Я был очень рад встретить его в Индии в 1961 г., когда мы оба оказались делегатами одного и того же конгресса в Нью-Дели. Он говорил на свою обычную тему: поэт как vates[5], как человек, видящий то, чего не видят другие, как пророк в буквальном смысле слова. В этой стране, с которой он так сблизился благодаря своим интересам и убеждениям, его, разумеется, принимали с огромным почтением. Мы — Хаксли, американский делегат Луис Унтермейер и я — участвовали во встрече с шестью-или семьюстами студентов, которые собрались в знак уважения к Хаксли и ради его автографа. Серьезный и смущенный, он стоял, глядя поверх голов. Наступила мертвая тишина. Ее нарушил какой-то иронически настроенный юноша, сказавший примерно следующее: «После покойного господина Ганди Тадж-Махал — безусловно, самое драгоценное достояние индийского народа. Почему же вы, господин Хаксли, в вашей книге «Насмешливый Пилат» отзываетесь о нем так пренебрежительно? Могу ли я узнать, сэр, остаетесь ли вы при вашем неблагосклонном мнении?» Хаксли вопрос позабавил и слегка выбил из колеи. Он сказал, что, наверное, отозвался о Тадж-Махале с излишней резкостью, что не хотел задеть ничьи чувства, что эстетика — область зыбкая, что вкусы несравнимы, и затем от этой опасной темы постепенно перешел к своей центральной толстовской идее — неестественной жизни современного человека. Но после встречи со студентами он все же решил выяснить, не был ли он действительно несправедлив, и мы решили съездить в Агру.
Мы поехали раздельно: он и его жена — с известным индийским романистом Малком Раджанандом; я с женой — в другой машине. В Агре мы встретились и пошли к Фатепур-Сикри, мертвому городу Акбара. Хаксли его обожал.
Он шел неторопливой, уверенной, слегка шаркающей походкой сомнамбулы: его серьезность и сосредоточенность производили трогательное и очень приятное впечатление.

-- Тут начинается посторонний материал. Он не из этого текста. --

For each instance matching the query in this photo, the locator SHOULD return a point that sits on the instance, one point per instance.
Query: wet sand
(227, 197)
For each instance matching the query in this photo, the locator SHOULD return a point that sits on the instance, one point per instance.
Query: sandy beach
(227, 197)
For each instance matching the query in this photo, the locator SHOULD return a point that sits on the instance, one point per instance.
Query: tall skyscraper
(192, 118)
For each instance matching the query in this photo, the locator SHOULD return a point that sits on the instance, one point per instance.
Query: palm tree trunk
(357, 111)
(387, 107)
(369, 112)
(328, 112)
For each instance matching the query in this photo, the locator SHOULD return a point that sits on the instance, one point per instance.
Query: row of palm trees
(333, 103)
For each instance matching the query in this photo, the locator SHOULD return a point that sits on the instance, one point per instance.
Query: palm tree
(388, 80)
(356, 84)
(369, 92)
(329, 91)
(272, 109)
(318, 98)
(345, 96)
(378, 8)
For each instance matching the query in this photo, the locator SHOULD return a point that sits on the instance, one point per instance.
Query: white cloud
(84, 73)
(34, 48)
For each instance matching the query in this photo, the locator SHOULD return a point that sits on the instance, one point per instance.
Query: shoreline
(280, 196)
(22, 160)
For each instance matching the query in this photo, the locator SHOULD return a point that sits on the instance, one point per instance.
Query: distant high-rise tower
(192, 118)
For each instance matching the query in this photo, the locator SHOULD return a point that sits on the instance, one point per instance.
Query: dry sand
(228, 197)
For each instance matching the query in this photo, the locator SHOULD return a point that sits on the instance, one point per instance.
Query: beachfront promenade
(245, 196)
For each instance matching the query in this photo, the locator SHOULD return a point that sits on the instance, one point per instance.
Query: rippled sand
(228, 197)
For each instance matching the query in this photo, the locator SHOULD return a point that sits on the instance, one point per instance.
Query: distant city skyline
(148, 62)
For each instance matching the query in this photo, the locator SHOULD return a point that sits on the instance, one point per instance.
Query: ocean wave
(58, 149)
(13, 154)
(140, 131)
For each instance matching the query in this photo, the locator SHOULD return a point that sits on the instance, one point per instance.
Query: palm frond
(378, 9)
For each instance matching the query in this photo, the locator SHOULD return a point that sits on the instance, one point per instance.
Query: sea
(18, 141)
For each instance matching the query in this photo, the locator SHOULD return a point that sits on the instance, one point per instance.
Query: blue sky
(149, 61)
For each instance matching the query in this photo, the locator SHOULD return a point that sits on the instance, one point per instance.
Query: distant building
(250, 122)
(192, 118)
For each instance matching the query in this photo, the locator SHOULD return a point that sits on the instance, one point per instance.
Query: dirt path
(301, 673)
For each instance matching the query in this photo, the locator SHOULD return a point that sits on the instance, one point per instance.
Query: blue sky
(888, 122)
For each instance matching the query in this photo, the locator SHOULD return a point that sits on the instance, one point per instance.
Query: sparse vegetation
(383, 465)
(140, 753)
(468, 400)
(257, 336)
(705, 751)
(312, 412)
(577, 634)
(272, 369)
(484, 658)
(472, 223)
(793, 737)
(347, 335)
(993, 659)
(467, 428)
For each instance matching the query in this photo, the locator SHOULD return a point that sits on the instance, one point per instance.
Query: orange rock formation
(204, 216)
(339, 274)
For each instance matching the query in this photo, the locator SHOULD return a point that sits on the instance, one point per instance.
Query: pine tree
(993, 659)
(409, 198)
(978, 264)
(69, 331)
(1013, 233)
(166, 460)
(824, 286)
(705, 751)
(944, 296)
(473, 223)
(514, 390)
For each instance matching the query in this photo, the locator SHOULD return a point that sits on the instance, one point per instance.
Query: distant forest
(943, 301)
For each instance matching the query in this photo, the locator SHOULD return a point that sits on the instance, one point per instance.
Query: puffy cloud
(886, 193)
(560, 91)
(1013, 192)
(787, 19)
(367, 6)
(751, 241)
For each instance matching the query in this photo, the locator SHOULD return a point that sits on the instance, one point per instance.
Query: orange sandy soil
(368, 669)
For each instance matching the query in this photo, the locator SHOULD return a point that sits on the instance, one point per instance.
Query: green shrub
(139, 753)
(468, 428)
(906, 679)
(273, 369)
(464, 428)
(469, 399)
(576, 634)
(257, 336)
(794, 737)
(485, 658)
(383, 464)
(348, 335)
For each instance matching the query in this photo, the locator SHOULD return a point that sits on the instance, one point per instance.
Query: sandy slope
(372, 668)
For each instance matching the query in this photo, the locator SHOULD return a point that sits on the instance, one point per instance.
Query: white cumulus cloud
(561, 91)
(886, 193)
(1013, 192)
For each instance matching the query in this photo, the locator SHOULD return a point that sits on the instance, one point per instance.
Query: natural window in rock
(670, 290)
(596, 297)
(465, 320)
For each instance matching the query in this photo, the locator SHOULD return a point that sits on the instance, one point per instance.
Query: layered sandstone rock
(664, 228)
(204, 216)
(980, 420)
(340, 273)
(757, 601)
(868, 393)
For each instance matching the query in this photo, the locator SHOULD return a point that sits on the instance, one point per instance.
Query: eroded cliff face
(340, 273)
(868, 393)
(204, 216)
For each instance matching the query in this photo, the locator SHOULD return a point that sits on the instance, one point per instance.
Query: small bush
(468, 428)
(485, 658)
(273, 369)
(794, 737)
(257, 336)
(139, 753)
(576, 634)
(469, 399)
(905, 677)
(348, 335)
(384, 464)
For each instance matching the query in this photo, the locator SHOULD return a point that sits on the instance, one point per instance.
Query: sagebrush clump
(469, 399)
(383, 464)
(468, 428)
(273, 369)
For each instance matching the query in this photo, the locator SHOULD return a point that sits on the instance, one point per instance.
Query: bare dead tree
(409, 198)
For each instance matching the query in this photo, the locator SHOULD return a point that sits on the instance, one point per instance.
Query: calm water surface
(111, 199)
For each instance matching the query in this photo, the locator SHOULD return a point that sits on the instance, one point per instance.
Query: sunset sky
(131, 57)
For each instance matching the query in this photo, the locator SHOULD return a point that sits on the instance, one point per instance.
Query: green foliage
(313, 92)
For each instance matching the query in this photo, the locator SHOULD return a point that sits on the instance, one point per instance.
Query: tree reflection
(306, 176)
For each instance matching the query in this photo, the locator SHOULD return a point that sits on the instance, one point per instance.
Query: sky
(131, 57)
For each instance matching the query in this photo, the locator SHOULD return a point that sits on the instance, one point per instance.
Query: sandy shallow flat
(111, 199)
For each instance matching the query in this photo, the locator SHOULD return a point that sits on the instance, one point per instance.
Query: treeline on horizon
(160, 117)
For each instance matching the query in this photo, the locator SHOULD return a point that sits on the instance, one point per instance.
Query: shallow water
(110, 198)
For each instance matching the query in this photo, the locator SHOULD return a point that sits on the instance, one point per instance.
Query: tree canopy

По дороге в Фатепур-Сикри он описывал свой приезд в Индию в двадцатые годы, когда он останавливался, как и в этот раз, у своего оксфордского однокашника, ныне индийского сенатора. Он описывал отца Джавахарлала Неру, Мотилала, который, по словам Хаксли, имел изысканную внешность и манеры, а стирать свои сорочки посылал в Париж; он принадлежал к той богатой и властолюбивой аристократии, которая пыталась использовать Ганди в своих целях; но Ганди их перехитрил, попытки обуздать ту колоссальную силу — или по крайней мере ту лавину народных эмоций, — которую Ганди вызвал к жизни, провалились, и в итоге, вопреки своим ожиданиям, сами аристократы оказались орудием в руках Ганди. Хаксли описывал отношения между Ганди и этими утонченными и властными браминами с благожелательной иронией — невозмутимой, несуетливой, чрезвычайно забавной. Потом он стал подробно перечислять все уловки и хитрости, к которым прибегал — и в Калифорнии, и в Индии, — спасаясь от досаждавших ему зануд. Он говорил очень просто, очень спокойно, с ним было очень легко. То обстоятельство, что за несколько недель до конгресса в пожаре погиб его дом вместе со всей библиотекой, нисколько, казалось, его не огорчало; и ни единым намеком он не показал, что знает о своей смертельной болезни: он жаловался на глаза, на свой старый, привычный недуг, — но ни словом не обмолвился о раке, который потом свел его в могилу.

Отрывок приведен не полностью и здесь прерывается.